Puebla, Mexico, Apr 6 (EFE).- Dozens of Central Americans, primarily from Honduras, started arriving in this central Mexican city as part of a migrant caravan that will end its journey in Mexico City on April 9.
“They aren’t criminals, they are undocumented migrants who are looking for better opportunities,” Rev. Gustavo Rodriguez Zarate, the parish priest of Our Lady of the Assumption Church, told EFE, which is where the migrants will be staying during their three-day stopover in Puebla.
The caravan, made up of close to 1,100 migrants from Guatemala, Honduras and El Salvador, is headed to Mexico City, where many will end their journey while some will keep traveling north in search of the “American dream.”
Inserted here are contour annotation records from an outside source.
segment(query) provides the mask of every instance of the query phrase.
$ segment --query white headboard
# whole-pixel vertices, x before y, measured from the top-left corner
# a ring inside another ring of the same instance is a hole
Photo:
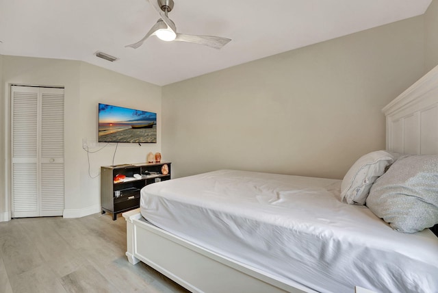
[[[382,111],[386,116],[388,151],[438,154],[438,66]]]

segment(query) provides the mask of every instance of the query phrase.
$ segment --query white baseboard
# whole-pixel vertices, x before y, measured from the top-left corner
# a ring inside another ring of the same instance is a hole
[[[101,206],[99,205],[84,207],[83,209],[64,209],[63,218],[81,218],[92,214],[101,212]]]
[[[0,222],[8,222],[11,220],[11,213],[9,212],[4,212],[0,213]]]

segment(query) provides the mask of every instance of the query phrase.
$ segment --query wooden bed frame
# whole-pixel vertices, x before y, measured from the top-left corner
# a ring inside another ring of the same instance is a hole
[[[437,154],[438,66],[383,112],[387,119],[387,150]],[[285,284],[274,276],[176,237],[147,222],[139,209],[124,213],[123,216],[127,220],[126,255],[129,262],[142,261],[192,292],[314,292],[298,283]],[[357,288],[356,292],[361,290]]]

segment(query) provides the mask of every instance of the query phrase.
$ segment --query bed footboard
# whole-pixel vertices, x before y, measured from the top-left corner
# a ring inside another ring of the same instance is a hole
[[[192,292],[314,292],[284,283],[163,231],[142,220],[138,209],[123,216],[129,262],[142,261]]]

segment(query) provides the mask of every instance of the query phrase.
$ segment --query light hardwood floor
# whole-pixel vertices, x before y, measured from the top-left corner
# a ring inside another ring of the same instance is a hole
[[[0,292],[188,292],[125,256],[120,215],[0,222]]]

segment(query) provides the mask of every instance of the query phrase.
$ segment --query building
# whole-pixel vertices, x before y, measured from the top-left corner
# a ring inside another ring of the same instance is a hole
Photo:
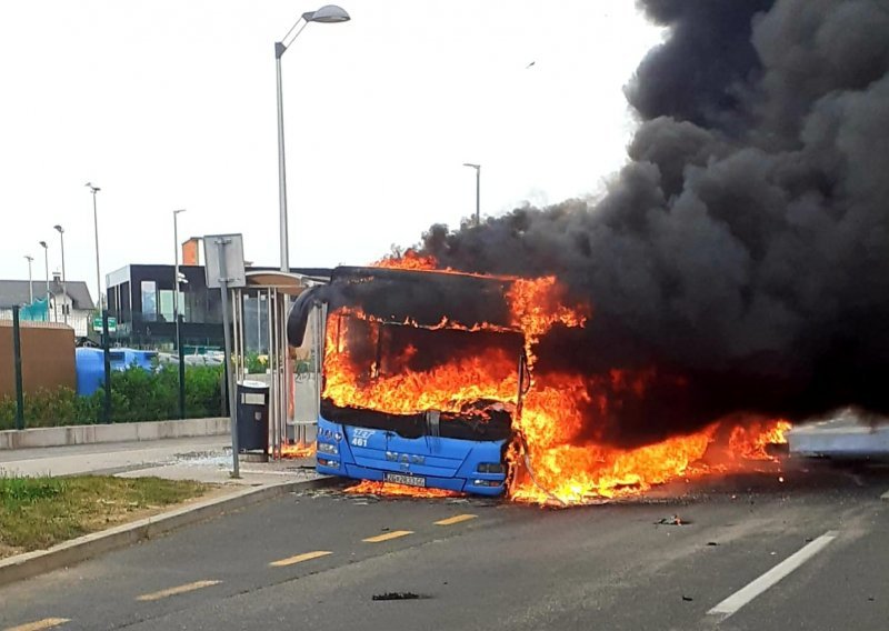
[[[30,304],[31,291],[34,301],[44,299],[46,280],[32,281],[30,288],[27,280],[0,280],[0,318],[12,318],[14,306]],[[74,330],[74,335],[87,337],[96,314],[96,304],[87,283],[80,280],[62,283],[61,274],[56,272],[49,283],[49,321],[67,322]]]
[[[183,250],[191,241],[193,240],[183,243]],[[194,259],[186,257],[186,260]],[[274,268],[247,269],[262,271]],[[321,281],[330,278],[330,270],[321,268],[294,269],[293,272]],[[108,313],[117,318],[118,322],[116,343],[134,348],[174,348],[174,273],[176,268],[171,264],[130,264],[106,276]],[[221,349],[222,303],[219,290],[207,287],[203,266],[180,264],[179,274],[179,313],[182,317],[180,333],[186,352],[192,352],[197,348]],[[264,325],[267,319],[264,297],[246,297],[243,334],[248,350],[268,351],[268,330]]]

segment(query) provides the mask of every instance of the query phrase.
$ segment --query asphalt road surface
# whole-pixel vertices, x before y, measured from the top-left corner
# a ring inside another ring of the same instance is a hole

The original plan had called for the whole group to travel all the way to the US border, but organizers abandoned that idea amid President Donald Trump’s heated rhetoric about the caravan.
The priest said that the migrants’ goal is to request asylum in Mexico or in the United States, as is their right according to international law.
With this in mind, Mexican and US lawyers were set to meet with the migrants to answer any questions and to explain how to apply for asylum in these two countries, Gina Garibo, director of the Pueblos sin Fronteras (Peoples Without Borders) association, said.
Rodriguez Zarate explained that the most important issue at the moment was to help the migrants feel comfortable and to give them food, shelter and information during their stay in Puebla.
“The main thing is to welcome them, to make them feel human after being mistreated and abused, and for them to have a space where they are recognized as fellow human beings and where food and workshops can be provided,” he said.